Le dernier tabou

Deux associations lancent une campagne pour l’égalité des hommes et des femmes devant l’héritage.

Publié le 9 octobre 2006 Lecture : 2 minutes.

Le code du statut personnel, dont on vient de célébrer le cinquantième anniversaire, avait aboli la polygamie et la répudiation, fixé l’âge minimum pour se marier, institué le mariage civil (avec obligation de consentement de la jeune fille) et l’égalité dans le divorce. Mais son initiateur, l’ancien président Habib Bourguiba, n’était pas parvenu à imposer une réforme qui lui tenait à cur : l’égalité devant l’héritage.
La charia (loi islamique) stipule qu’« à même degré de parenté, les hommes ont deux fois plus que les femmes ». En lançant une campagne sur ce thème, l’Association des femmes tunisiennes pour la recherche et le développement (Afturd) et l’Association tunisienne des femmes démocrates (ATFD) savent donc qu’elles s’attaquent à un sujet tabou.
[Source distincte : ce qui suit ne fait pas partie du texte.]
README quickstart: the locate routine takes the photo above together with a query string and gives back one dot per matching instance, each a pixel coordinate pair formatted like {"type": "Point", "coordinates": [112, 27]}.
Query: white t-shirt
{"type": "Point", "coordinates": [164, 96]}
La rencontre avec la presse organisée, le 13 août, pour le lancement de ladite campagne n’a d’ailleurs suscité qu’un d’écho très limité. Cela ne les empêche pas de poursuivre leur mouvement, dans une quasi-indifférence. Avec le concours de la fondation (allemande) Friedrich-Ebert, elles ont notamment publié un manifeste intitulé « Quinze arguments de plaidoyer pour l’égalité successorale entre les sexes », ainsi qu’un ouvrage collectif en deux volumes.
« Nous avons tenté d’associer à notre initiative les deux Chambres du Parlement et le ministère des Affaires de la femme, explique Khadija Chérif, la présidente de l’ATFD. Hélas ! à l’exception du Conseil supérieur des droits de l’homme, aucune institution officielle ne nous a répondu. Nous avons cependant le soutien de plusieurs enseignantes de l’Université des sciences religieuses de la Zitouna, à Tunis, ainsi que de trois partis politiques : Ettajdid, le FDTL et le PDP. »
« Notre plaidoyer pour l’égalité dans l’héritage vise à parachever le dispositif juridique assurant la pleine citoyenneté des femmes », explique pour sa part Souad Triki, la présidente de l’Afturd. « Dieu n’a pas interdit l’égalité [entre l’homme et la femme], pourquoi ses créatures se permettent-ils de contrarier sa volonté ? » renchérit l’avocate Dorra Mahfoudh. Quant à la juriste Sana Ben Achour, elle estime que l’égalité devant l’héritage n’est « pas impensable ni impraticable en Tunisie », les avancées socio-économiques ont rendu le modèle de la famille patriarcale et le système traditionnel d’héritage largement obsolètes. Bref, il ne s’agit pas de faire la révolution, mais d’accorder le dispositif juridique à l’évolution de la société.